Vermögen schützen: Wann lohnt sich ein Ehevertrag?
Autor: Klaus Heimann
, Donnerstag, 23. Juli 2026
Um es klar vorwegzusagen: Ein Ehevertrag lohnt sich nicht immer. Bei Selbstständigkeit, ungleichen Vermögensverhältnissen oder internationalen Ehen ist er aber zu empfehlen. Viele schrecken jedoch vor den hohen Kosten zurück.
Unromantisch, unnötig und teuer – das sind typische Argumente gegen einen Ehevertrag. Was viele übersehen: Mit der Hochzeit schließt jedes Paar automatisch einen Vertrag, aber nicht mit individuellen Regelungen, sondern zu gesetzlichen Standards. Nicht immer passen diese zur persönlichen Lebenssituation. Dann kann ein Ehevertrag sinnvoll sein. Aber was ist dabei zu beachten?
In Deutschland werden jährlich rund 130.000 Ehen geschieden. Im Jahr 2024 trennten sich exakt 129.337 Ehen, nach einer Mitteilung des Statistischen Bundesamtes. Auf drei geschlossene Ehen kommt rein statistisch etwa eine Scheidung. Die Scheidungsquote liegt damit in Deutschland bei rund 35 bis 40 Prozent. 1960 lag sie noch bei 11 %. Die durchschnittliche Dauer der geschiedenen Ehen liegt bei knapp 15 Jahren.
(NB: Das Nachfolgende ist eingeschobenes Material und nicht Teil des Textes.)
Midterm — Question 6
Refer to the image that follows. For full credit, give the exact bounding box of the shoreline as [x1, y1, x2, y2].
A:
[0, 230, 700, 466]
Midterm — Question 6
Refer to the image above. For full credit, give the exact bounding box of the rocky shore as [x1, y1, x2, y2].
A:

Welche rechtlichen Regelungen gelten automatisch, wenn kein Ehevertrag abgeschlossen wird?
Die meisten Ehen werden im 7. oder 8. Ehejahr geschieden. Aufgrund des verpflichtenden Trennungsjahres vor der Scheidung vor dem Amtsgericht, kriselt es bei diesen Paaren faktisch aber größtenteils schon deutlich früher.
Angesichts dieser Zahlen, ist es keineswegs surreal, wenn Verheiratete sich mit dem Worst-Case-Szenario beschäftigen. Dabei steht für die Betroffenen die Frage im Mittelpunkt: Wie geht es finanziell weiter? Dabei sind drei Ebenen zu unterscheiden: die Zugewinngemeinschaft, das Unterhalts- und Versorgungsrecht.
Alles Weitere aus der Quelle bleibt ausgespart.